CHUCK JAFFE: One more thing that’s important here. Because if somebody says, “Okay, I want to go look at those names,” as you pointed out, big discounts on two of the three of them, one at a premium, but also big yields. And at a time when you’re looking at inflation that came out with a nine handle, when you’re looking at yields of almost nine or around nine, which you are in those three names, there are folks who would worry that, am I chasing yield? Am I doing this for other reasons? The answer is this yield feels good to you, separate from the emotional failure of, hey, I’m actually keeping pace with inflation, where does that happen? This yield from a you’re an investor standpoint and you like BDCs, this yield feels solid to you like it’s there and you’d be happy about it regardless of the market conditions, regardless of inflation?
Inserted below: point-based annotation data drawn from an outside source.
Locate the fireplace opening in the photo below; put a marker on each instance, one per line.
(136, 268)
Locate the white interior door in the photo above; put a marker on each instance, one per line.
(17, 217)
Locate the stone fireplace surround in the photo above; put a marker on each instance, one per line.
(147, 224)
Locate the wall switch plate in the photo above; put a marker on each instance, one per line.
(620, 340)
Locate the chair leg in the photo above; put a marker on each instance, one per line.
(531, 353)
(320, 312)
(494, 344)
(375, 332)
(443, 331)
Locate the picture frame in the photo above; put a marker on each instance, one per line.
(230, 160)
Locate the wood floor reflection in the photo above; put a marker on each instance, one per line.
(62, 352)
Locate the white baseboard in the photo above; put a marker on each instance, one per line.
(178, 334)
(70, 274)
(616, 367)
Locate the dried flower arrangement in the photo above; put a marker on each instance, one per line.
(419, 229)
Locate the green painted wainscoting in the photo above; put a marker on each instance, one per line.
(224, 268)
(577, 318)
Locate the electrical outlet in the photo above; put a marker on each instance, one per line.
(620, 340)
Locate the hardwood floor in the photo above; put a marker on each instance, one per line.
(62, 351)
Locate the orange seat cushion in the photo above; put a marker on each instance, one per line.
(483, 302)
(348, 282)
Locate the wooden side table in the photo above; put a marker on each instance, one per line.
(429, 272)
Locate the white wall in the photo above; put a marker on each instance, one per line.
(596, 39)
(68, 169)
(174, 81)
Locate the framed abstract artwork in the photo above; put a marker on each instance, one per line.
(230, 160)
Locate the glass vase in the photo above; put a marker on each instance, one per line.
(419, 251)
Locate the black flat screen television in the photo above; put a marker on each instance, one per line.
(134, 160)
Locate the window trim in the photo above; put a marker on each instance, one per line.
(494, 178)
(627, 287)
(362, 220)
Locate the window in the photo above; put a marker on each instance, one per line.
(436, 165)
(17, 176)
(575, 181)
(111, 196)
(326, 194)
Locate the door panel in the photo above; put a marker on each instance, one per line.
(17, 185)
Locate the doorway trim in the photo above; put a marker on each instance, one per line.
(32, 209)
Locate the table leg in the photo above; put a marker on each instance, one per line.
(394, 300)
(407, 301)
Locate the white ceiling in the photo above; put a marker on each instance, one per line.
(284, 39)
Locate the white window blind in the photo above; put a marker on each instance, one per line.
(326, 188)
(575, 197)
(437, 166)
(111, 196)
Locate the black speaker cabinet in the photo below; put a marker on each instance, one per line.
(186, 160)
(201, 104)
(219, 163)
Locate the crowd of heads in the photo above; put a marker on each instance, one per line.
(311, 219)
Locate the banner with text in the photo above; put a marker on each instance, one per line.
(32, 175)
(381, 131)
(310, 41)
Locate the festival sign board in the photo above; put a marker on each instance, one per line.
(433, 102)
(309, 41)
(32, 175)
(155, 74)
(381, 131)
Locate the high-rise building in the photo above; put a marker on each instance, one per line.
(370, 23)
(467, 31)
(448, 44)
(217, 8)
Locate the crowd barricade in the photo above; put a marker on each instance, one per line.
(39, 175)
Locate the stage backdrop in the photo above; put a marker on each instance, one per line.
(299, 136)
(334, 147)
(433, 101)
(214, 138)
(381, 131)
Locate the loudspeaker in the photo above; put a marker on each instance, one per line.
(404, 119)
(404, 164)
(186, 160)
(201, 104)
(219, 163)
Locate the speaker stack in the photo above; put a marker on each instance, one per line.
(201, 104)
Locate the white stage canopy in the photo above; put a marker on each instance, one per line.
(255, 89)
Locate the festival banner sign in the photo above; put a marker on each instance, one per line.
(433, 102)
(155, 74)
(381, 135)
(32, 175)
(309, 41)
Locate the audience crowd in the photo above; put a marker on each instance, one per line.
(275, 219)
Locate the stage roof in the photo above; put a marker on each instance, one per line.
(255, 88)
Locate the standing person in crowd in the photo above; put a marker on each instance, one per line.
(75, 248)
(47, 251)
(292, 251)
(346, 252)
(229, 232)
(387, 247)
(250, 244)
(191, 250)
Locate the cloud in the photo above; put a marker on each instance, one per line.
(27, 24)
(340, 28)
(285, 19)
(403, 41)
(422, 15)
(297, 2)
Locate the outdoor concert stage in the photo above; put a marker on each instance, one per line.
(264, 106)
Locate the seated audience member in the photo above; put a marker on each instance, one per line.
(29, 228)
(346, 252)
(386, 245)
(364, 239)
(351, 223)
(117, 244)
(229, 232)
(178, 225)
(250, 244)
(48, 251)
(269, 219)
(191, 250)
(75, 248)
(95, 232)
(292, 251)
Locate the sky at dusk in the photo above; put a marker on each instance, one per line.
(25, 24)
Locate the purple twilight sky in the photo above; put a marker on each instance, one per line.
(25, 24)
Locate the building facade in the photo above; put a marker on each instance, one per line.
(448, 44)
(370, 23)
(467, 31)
JOHN COLE SCOTT: It is because these are actually lower yielding BDCs. BDCs are so wide a 10% yield is not uncommon now, like there’s 10-12% yields. And if you go to our index page for BDCs you can sift by yield and get a sense of the liquid BDCs and where their yields break up, so these are not high-yielding BDCs, they are just high yielding versus other debt funds available.
CHUCK JAFFE: Okay, that’s going to require one more question, which is why? And we had this on my show Money Life with somebody who was just talking about being a dividend investor and where they are in terms of pursuing dividend yields, why would somebody not go use the information they can find at CEFData.com, plug in, look for the highest yielding BDCs, especially because they are yielding more than inflation and they’re into double digits, and not just go, “Let me go high yield, highest possible yield all the time”? Why is there a high yield that is okay, but a higher or highest yield that is maybe more suspect?
JOHN COLE SCOTT: So if you don’t have time to go through BDC education and financial statements, I always tell people the simplest way to find the better BDCs is to sift from premium to discount, lop off the bottom, sift from yield highest to lowest, lop off the top, fish in that 25% and those options. But the market’s already giving you a better governance answer because they’re requiring lower yield because they feel more comfortable in the governance, the quality, the shareholder relations. Sometimes a deep discount is a turnaround story, sometimes it’s a bad fund. And sometimes a high yield is sustainable, sometimes it’s a reach for the stars.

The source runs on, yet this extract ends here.